The heating and cooling demand in Europe accounts for around half of the EU’s final energy consumption. Renewable energy policies often mainly focus on the electricity market, whereas policies for renewable heating and cooling are usually much weaker and less discussed in the overall energy debate.
Therefore, it is important to support and promote renewable heating and cooling concepts, the core aim of the CoolHeating project. The objective of the CoolHeating project, funded by the EU’s Horizon2020 programme, is to support the implementation of “small modular renewable heating and cooling grids” for communities in South-Eastern Europe.
This is achieved through knowledge transfer and mutual activities of partners in countries where renewable district heating and cooling examples exist (Austria, Denmark, Germany) and in countries which have less development in this sector (English, Bosnian, Croatian, Macedonian, Serbian, Slovenian).
Core activities, besides techno-economical assessments, include measures to stimulate the interest of communities and citizens to set-up renewable district heating systems as well as the capacity building on financing and business models. The outcome is the initiation of new small renewable district heating and cooling grids in five target communities up to the investment stage. These lighthouse projects will have a long-term impact on the development of “small modular renewable heating and cooling grids” at the national levels in the target countries.
An important instrument of the CoolHeating project is a handbook which was elaborated by the project partners: “Small Modular Renewable Heating and Cooling Grids – A Handbook”. Although various information materials on technologies for small modular renewable heating and cooling systems exist, there was a need to create this up-to-date handbook that is accessible for free (Download here) in various languages (English, Bosnian, Croatian, Macedonian, Serbian, Slovenian, and soon also in German).

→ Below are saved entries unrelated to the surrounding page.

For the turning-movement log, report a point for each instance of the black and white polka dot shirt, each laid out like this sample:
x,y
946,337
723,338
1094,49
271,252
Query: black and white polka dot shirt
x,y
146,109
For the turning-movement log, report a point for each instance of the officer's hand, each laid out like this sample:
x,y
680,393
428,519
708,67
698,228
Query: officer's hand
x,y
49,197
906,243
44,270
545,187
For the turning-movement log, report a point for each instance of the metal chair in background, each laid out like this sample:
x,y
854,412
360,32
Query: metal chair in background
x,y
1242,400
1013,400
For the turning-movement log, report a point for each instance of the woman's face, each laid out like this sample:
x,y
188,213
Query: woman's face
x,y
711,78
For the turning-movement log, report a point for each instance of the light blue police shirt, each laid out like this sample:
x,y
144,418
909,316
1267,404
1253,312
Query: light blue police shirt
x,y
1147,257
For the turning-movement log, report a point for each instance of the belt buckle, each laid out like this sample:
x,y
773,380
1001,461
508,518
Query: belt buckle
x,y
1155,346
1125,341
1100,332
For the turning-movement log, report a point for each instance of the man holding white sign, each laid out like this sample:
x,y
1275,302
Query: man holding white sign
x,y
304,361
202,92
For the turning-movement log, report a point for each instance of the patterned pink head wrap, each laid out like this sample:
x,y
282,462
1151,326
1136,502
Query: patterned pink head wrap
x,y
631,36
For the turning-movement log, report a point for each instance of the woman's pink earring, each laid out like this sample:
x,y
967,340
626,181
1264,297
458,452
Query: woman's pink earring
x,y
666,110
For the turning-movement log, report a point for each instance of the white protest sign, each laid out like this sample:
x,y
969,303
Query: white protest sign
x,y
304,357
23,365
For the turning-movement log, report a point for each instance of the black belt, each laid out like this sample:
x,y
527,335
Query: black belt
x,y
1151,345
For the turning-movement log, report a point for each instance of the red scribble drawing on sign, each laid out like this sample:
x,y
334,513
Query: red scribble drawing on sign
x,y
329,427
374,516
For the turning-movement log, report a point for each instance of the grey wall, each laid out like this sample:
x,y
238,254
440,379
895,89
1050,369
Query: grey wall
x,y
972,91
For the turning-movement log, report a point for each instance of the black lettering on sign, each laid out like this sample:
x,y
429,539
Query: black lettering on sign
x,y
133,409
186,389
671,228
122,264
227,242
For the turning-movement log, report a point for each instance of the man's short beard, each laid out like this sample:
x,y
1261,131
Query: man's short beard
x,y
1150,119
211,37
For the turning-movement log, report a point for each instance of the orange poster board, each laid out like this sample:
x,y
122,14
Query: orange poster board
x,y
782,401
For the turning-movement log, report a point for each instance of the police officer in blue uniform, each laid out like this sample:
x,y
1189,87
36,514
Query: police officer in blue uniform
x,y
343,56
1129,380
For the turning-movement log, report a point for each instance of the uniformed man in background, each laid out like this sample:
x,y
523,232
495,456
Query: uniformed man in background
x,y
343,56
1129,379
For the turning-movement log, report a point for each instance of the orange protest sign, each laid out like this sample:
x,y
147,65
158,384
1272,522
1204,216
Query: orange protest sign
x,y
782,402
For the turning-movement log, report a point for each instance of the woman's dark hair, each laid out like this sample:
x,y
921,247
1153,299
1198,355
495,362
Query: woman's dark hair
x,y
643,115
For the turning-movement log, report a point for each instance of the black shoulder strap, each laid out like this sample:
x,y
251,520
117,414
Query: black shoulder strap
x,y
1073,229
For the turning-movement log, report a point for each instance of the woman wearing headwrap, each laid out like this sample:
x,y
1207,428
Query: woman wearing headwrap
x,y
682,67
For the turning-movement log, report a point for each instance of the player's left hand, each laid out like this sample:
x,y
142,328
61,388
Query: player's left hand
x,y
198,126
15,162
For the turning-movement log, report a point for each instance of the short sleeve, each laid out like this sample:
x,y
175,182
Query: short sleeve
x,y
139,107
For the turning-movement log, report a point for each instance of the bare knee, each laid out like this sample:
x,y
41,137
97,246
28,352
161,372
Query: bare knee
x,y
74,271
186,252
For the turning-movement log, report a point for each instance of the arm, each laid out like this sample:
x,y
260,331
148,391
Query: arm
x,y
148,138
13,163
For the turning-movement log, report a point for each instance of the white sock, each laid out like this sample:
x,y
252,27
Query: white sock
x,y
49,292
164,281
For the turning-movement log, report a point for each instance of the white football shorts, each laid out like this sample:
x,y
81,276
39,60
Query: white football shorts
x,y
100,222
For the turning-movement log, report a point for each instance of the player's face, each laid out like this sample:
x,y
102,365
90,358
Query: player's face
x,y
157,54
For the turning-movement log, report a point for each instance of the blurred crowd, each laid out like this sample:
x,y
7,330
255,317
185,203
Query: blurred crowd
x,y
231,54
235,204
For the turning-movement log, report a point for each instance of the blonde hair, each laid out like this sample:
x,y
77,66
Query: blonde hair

In many of the CoolHeating target countries, there is lack of such information in national language.
The handbook provides an overview of both, technical and non-technical aspects. The main characteristics of different heat sources from solar, biomass, geothermal and excess heat are described and the opportunities of their combination in small modular RE district heating and cooling system are presented. Seasonal and diurnal storage systems are included, as well as the use of heat pumps. Specific aspects of heating and cooling in smaller grids are shown.
- “Handbook published on Small Modular Renewable Heating and Cooling Grids for South – Eastern Europe”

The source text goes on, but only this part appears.